My notes on Haskell

01 Aug 2024

Let and where
Haskell has no loop
Parametric polymorphism & list comprehension
Challenge: graph traversal
High-order functions & lambda
Currying & composition
Challenge: find prefixes
Challenge: Preorder traversal of Trie
Records
Typeclass is like interface
IO Action
Monad
Functor: fmap, <$>
Applicative Functor: <*>, pure
Challenge: Infinite fibonacci with DP
Strictness: thunks, seq, deepseq
GADT
Haskell Extensions
- Type Family

Let and where

module Main where 

-- let 
diff :: Integer -> Integer -> Integer
diff a b = let firstSmall = a < b 
               difference = a - b
              in 
                if firstSmall then - difference else difference


-- where 
diff2 :: Integer -> Integer -> Integer
diff2 a b = if firstSmall then - difference else difference
           where 
             firstSmall = a < b
             difference = a - b



main :: IO ()
-- main = print (diff 3 2)
main = print (diff 2 3)

Haskell has no loop

-- Recursion and guards
factorial :: Integer -> Integer
factorial n
    | n <= 1 = 1
    | otherwise = n * factorial (n - 1)


-- Tail recursive way
-- Note: tail recursive functions can be replaced by while loop thus avoiding potential stackoverflow
fact :: Integer -> Integer
fact n = accumulator n 1 
        where 
            accumulator n total 
                | n <= 1 = total 
                | otherwise = accumulator (n-1) (n * total)

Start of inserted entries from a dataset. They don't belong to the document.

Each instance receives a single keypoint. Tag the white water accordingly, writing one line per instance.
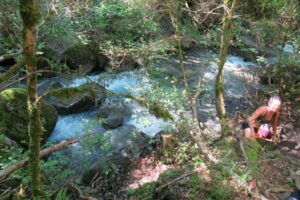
(135, 83)
(126, 82)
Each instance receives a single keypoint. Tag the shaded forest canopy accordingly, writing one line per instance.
(168, 53)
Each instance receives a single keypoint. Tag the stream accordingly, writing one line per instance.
(138, 119)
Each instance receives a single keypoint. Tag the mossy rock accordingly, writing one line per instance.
(84, 58)
(145, 192)
(184, 185)
(14, 118)
(253, 150)
(76, 100)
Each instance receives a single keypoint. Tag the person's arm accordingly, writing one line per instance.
(261, 111)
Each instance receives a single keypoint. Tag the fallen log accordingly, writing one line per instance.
(9, 170)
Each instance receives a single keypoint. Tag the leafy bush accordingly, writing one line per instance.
(262, 8)
(125, 23)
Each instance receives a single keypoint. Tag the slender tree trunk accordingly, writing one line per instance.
(30, 15)
(174, 18)
(225, 43)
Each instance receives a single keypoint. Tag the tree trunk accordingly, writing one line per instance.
(30, 15)
(175, 22)
(225, 42)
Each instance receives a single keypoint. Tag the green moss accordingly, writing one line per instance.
(159, 111)
(252, 149)
(186, 185)
(66, 93)
(143, 193)
(14, 116)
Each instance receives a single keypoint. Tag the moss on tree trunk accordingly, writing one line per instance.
(30, 15)
(225, 42)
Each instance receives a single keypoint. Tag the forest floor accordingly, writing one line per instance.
(274, 179)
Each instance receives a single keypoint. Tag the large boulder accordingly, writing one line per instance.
(84, 58)
(49, 85)
(76, 100)
(113, 116)
(14, 118)
(124, 143)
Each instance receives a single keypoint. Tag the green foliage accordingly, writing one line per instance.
(262, 8)
(220, 188)
(62, 194)
(30, 12)
(14, 115)
(145, 192)
(252, 149)
(128, 24)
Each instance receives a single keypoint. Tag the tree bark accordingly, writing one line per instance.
(225, 43)
(12, 71)
(6, 172)
(30, 16)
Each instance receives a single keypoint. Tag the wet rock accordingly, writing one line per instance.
(113, 116)
(84, 58)
(76, 100)
(49, 85)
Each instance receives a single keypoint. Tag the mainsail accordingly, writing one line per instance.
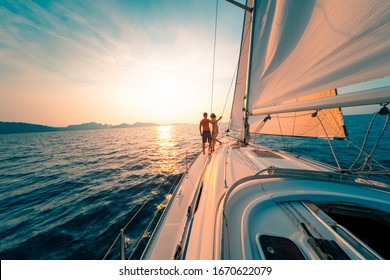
(307, 50)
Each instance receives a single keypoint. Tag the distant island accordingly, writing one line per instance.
(20, 127)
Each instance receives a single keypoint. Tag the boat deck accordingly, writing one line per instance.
(224, 209)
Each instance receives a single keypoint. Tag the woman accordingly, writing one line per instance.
(214, 130)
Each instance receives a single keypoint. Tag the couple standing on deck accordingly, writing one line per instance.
(207, 135)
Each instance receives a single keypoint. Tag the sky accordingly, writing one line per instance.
(119, 61)
(112, 62)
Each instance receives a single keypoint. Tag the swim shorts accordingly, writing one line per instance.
(206, 136)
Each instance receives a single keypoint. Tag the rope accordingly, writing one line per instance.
(215, 44)
(112, 245)
(367, 159)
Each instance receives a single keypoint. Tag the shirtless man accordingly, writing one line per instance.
(204, 130)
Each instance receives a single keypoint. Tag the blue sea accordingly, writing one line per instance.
(67, 195)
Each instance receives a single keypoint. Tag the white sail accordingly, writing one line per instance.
(242, 73)
(298, 50)
(322, 124)
(302, 49)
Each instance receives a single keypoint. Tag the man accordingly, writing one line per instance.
(204, 130)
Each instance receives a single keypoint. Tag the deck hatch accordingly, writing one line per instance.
(279, 248)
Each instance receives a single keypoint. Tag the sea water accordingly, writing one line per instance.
(67, 195)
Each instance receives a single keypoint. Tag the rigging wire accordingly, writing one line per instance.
(330, 144)
(215, 44)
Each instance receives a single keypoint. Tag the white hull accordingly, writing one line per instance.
(223, 210)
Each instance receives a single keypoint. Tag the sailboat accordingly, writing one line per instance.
(247, 201)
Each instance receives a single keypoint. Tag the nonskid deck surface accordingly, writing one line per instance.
(223, 210)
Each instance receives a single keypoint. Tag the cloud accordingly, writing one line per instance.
(111, 51)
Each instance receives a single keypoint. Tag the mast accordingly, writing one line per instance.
(239, 107)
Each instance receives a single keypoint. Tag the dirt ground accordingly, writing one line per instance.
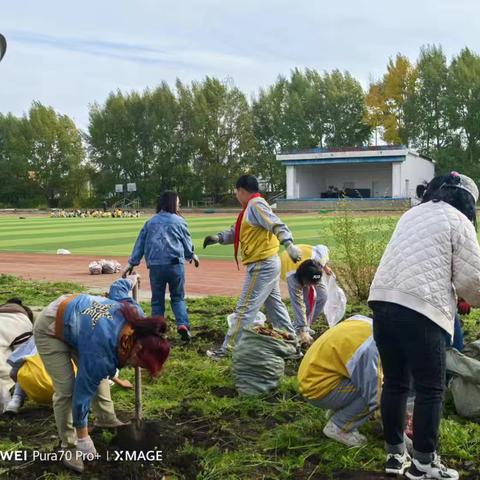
(213, 277)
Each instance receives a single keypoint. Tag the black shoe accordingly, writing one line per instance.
(184, 333)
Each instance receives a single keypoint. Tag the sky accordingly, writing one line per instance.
(72, 54)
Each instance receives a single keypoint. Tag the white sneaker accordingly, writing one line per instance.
(13, 406)
(433, 470)
(397, 463)
(351, 439)
(217, 354)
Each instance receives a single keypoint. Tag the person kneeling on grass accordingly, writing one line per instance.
(100, 334)
(306, 287)
(259, 233)
(341, 372)
(15, 328)
(32, 380)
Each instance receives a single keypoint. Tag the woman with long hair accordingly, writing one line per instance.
(101, 335)
(432, 257)
(165, 242)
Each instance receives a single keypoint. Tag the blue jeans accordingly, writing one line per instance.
(174, 277)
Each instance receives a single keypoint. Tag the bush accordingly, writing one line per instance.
(360, 243)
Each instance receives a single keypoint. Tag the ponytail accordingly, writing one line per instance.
(151, 334)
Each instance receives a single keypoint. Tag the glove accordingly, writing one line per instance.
(86, 447)
(211, 240)
(294, 252)
(327, 270)
(305, 338)
(195, 260)
(463, 307)
(127, 271)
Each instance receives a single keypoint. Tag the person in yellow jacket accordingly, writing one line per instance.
(306, 286)
(341, 372)
(259, 233)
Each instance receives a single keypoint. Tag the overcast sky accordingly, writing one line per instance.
(70, 54)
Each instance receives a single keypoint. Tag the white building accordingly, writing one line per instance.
(391, 171)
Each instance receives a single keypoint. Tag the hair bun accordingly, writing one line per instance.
(453, 178)
(420, 190)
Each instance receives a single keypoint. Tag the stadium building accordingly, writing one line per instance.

Parametric polymorphism & list comprehension

-- Cross product of lists with generic datatype
cross :: [a] -> [b] -> [(a, b)]
cross x y = [(i, j) | i <- x, j <- y]


-- Remove duplicates from the list
-- Parametric datatype a with Eq typeclass constraint
existsIn :: (Eq a) => a -> [a] -> Bool
existsIn _ [] = False 
existsIn a (x:xs) = (a == x) || (a `existsIn` xs)

removeDuplicates :: (Eq a) => [a] -> [a]
removeDuplicates [] = []
removeDuplicates (x:xs)
    | x `existsIn` xs = removeDuplicates xs
    | otherwise = x : removeDuplicates xs

Challenge: graph traversal

-- Create a function 'hasPath' that determines
-- if a path from one node to another exists in the directed graph.

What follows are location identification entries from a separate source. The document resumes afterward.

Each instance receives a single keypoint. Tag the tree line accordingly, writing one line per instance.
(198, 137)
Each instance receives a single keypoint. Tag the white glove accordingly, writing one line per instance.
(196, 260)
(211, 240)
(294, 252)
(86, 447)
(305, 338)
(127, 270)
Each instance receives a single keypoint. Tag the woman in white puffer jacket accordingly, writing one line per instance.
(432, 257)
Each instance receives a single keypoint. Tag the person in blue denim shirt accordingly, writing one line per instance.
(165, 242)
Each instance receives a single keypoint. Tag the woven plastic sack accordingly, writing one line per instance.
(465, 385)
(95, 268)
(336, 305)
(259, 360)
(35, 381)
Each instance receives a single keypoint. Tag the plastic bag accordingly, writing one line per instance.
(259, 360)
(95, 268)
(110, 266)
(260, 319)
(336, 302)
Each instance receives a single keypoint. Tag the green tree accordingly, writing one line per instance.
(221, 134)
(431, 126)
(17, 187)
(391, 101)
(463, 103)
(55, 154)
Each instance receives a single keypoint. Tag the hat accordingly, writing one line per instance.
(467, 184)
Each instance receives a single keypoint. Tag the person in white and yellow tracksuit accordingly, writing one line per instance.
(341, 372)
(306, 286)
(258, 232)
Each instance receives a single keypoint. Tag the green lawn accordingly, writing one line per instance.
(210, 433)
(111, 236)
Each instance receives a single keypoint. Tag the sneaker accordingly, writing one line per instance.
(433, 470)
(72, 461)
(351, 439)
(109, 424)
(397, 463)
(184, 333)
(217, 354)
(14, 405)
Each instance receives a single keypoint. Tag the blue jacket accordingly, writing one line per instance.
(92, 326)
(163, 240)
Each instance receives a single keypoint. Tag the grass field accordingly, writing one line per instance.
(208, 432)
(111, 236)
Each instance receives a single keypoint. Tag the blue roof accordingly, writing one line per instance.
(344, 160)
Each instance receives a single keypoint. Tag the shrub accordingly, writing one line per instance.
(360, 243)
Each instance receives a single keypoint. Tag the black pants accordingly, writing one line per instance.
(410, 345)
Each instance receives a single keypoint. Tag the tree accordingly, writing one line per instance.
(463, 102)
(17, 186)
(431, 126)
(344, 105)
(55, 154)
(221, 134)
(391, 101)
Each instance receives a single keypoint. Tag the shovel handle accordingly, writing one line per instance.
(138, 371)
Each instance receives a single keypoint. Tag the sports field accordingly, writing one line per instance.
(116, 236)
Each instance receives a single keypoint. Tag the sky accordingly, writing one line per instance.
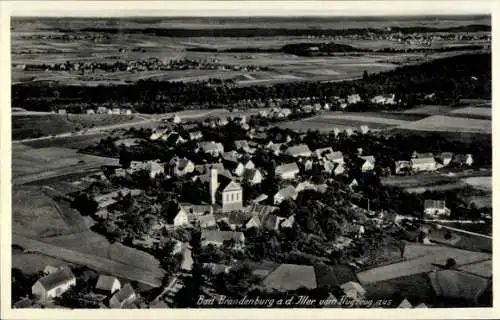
(243, 8)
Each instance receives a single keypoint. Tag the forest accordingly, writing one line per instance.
(451, 78)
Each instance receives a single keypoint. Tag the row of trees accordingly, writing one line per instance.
(451, 78)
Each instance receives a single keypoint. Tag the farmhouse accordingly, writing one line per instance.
(286, 193)
(228, 192)
(463, 160)
(301, 150)
(179, 167)
(402, 167)
(423, 164)
(436, 208)
(368, 163)
(218, 238)
(123, 297)
(211, 147)
(53, 285)
(252, 176)
(287, 171)
(196, 135)
(109, 284)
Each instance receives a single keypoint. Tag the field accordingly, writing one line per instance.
(441, 123)
(31, 165)
(33, 126)
(473, 112)
(41, 216)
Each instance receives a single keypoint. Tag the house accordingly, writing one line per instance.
(322, 152)
(196, 135)
(252, 176)
(405, 304)
(197, 210)
(463, 160)
(444, 158)
(286, 193)
(423, 164)
(287, 171)
(436, 208)
(218, 238)
(175, 119)
(211, 147)
(254, 222)
(179, 167)
(288, 277)
(102, 110)
(402, 167)
(368, 163)
(353, 98)
(301, 150)
(181, 219)
(206, 221)
(108, 284)
(50, 269)
(227, 192)
(123, 297)
(53, 285)
(353, 290)
(455, 284)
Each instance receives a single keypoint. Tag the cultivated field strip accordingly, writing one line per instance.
(121, 270)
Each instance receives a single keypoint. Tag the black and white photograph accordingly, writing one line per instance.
(319, 159)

-- Graph is a list of edges where edge is a pair of nodes which indicates 
-- and existence of path from the first to the second.
-- Eg. in a graph [(1,2), (2,3)], there are directed edges from 1 to 2 and 2 to 3

hasPath :: [(Int, Int)] -> Int -> Int -> Bool
hasPath [] src dest = src == dest
hasPath xs src dest 
    | src == dest = True
    | otherwise = let connectingEdges = [(a,b) | (a,b) <- xs, a /= src]
                  in or [hasPath connectingEdges b dest | (a, b) <- xs, a == src]

High-order functions & lambda

filter (\(x,y) -> x > y) [(1,2), (2,3), (4,2), (2,1)]
map (\x -> -x) [1,2,3]
foldl (\acc elem -> acc + elem) 0 [1,2,3,4,5]

Currying & composition

adder :: Int -> Int -> Int 
adder x y = x + y

-- composition of partial functions
result = adder 2 ((adder 2 . adder 1) 4)

-- dollar sign syntatic-sugar
result2 = adder 2 $ adder 2 . adder 1 $ 4

Challenge: find prefixes

-- a function that returns all the prefixes of the list
-- eg: FindPrefixes [1,2,3] = [[1], [1,2], [1,2,3]]
findPrefixes :: [a] -> [[a]]
findPrefixes = foldr (\x acc -> [x] : (map (\sublst -> x : sublst) acc)) []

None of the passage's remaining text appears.